Before introducing this method, an explanation of the assumptions is necessary. (1) We assume that shale is the only factor that destroys porosity. (2) We consider the two end-members of shaly sand to be clean sand and pure shale. (3) Because the gamma-ray log response is sensitive to mass of radioactive grains, this method works best when the shale and sand have similar grain density.
When dispersed shale is in the pore space, I imagine that one end-member is clean sand and that dispersed shale is added into the pore space incrementally. The amount of dispersed shale that can be added is limited due to the pore volume (because dispersed shale does not displace sand), so the maximum volume of dispersed shale is the original porosity of clean sand. After all the pore space is filled with shale, the resulting porosity is at a minimum. For laminated shale, two end-members are clean sand and pure shale because laminated shale both occupies pore space and replaces sand grains. The porosity and gamma-ray values both vary linearly between the two end-members. On the other hand, structural shale only replaces sand grains. As the porosity of solid sand grains is zero, replacing it with shale can increase both gamma-ray values and porosity. It is useful to normalize all the gamma-ray responses by finding gamma-ray values of clean sand and pure shale.
Figure 4.2 shows an example of a Thomas Stieber template for sandstone with one data point. That data point represents a shaly sand with normalized gamma-ray log value of 0.38 and density porosity of 0.22. To normalize the values, I used gamma-ray values for clean sand and pure shale of 15 API and 100 API and density porosities of clean sand and pure shale of 0.3 and 0.1. Equations and parameters for each type of shale are in Appendix II. The lines in Figure 4.2, are drawn such that a triangle is formed by the three lines of dispersed shale, laminated shale and dispersed-to-structural shale. I also created some additional dispersed-shale lines by increasing the content of laminated shale by 10% for each line. The location of a data point in this plot can distinguish the associated shale type and its fraction. Take an example of the small yellow triangle in Figure 4.2. The normalized gamma-ray value is 0.4 and the density porosity is 0.21, and the laminated shale content is 38%.

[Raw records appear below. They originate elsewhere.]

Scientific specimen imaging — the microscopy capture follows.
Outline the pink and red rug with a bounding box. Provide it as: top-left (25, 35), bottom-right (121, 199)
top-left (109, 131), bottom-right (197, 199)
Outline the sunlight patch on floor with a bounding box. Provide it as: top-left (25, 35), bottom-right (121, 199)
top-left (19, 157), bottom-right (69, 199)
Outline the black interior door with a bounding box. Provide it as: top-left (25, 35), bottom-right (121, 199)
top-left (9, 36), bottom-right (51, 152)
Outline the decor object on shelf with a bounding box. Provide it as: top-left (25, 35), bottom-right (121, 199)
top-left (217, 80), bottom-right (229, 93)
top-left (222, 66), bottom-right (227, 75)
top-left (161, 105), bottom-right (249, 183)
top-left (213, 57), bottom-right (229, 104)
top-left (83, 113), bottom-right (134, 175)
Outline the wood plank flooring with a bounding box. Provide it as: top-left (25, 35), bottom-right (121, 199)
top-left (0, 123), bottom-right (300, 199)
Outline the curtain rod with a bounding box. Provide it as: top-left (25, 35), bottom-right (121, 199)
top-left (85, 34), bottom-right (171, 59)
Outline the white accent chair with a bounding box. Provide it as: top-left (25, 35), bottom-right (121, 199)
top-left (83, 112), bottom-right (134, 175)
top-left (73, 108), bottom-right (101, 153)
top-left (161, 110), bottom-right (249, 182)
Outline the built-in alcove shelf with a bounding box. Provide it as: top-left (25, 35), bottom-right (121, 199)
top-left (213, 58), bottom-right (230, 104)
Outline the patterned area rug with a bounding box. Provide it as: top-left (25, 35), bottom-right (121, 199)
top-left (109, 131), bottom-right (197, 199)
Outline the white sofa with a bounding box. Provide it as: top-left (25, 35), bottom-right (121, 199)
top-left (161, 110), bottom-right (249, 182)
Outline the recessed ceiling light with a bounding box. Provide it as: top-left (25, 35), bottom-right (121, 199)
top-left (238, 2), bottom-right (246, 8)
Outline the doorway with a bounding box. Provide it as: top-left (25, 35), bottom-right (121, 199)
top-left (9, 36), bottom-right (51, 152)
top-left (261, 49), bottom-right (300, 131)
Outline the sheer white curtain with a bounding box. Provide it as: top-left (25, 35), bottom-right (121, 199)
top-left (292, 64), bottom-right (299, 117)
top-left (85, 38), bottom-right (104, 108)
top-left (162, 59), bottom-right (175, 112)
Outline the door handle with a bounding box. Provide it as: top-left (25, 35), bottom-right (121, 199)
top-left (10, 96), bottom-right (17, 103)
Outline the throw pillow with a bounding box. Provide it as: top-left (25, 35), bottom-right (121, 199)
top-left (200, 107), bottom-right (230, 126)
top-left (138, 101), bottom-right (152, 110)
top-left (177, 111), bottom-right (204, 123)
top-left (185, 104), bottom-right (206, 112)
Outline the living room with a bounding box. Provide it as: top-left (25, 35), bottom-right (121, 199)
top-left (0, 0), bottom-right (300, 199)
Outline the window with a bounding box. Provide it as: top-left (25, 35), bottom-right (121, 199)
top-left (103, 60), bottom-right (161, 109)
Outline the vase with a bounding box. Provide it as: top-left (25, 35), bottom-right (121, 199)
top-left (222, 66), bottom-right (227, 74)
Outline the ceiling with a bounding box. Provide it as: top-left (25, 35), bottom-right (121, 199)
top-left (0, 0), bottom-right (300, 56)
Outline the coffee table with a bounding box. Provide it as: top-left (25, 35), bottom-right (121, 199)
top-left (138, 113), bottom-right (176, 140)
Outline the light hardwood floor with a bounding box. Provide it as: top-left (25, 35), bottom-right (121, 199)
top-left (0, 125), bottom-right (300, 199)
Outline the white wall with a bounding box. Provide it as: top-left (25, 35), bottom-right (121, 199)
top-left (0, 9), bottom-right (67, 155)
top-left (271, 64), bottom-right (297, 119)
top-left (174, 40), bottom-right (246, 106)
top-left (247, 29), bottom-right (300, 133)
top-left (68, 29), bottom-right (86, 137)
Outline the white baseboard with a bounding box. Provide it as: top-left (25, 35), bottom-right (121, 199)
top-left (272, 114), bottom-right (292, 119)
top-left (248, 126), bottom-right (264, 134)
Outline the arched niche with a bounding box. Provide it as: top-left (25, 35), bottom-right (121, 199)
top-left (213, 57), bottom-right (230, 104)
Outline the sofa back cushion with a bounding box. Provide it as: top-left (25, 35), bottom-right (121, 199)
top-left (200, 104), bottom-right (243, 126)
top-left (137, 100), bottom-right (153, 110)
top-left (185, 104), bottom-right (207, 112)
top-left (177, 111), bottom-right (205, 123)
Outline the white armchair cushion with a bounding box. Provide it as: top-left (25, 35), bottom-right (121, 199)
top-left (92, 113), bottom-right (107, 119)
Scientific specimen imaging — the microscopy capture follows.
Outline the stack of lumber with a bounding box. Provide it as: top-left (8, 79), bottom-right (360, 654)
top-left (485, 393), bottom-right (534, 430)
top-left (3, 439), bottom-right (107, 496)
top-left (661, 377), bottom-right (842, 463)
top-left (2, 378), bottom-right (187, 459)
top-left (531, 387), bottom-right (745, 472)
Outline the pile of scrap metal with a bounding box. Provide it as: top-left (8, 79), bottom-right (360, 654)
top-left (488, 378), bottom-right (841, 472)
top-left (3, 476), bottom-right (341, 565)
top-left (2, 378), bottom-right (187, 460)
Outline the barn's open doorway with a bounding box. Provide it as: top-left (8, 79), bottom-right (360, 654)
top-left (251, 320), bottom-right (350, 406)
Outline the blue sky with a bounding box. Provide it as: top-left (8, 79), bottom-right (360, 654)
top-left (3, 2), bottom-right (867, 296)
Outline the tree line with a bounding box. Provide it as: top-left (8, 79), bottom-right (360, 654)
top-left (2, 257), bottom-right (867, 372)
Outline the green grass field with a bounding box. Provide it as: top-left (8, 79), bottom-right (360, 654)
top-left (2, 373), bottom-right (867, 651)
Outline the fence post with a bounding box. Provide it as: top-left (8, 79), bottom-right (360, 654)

Figure 4.2 Thomas Stieber plot of sandstone where porosities of clean sand and shale are 0.3 and 0.1, and normalized gamma-ray of clean sand and shale are 0 and 1 respectively. Blue line represents dispersed shale, red line represents laminated shale, green line represents structural shale and purple line represents dispersed shale changes to structural shale. The yellow triangle is identified with normalized gamma-ray at 0.4, density porosity at 0.21, and laminated shale content at 38%.
The location of the triangle corners in the Thomas Stieber method are dependent on the gamma-ray and density responses of the sand and shale. In order to apply the method to carbonates in the Trenton-Black River limestone, I assume that the two end-members are clean carbonate and pure shale, and obtained the appropriate values from the logs. For example, Figure 4.3 shows a log plot of well USA ST NORMAN NO 1-29 for the Utica shale and Trenton limestone, from which we can obtain end-member properties. The clean carbonate exhibits porosity of 0.07 at depth 6465 feet where the gamma-ray response is 15 API. For the pure shale, I used the density porosity in Utica shale of 0.09, obtained at depth 6238 feet where the gamma-ray response is 150 API. These depths are indicated on the log plot in Figure 4.3, where the gamma-ray values are the minimum and maximum.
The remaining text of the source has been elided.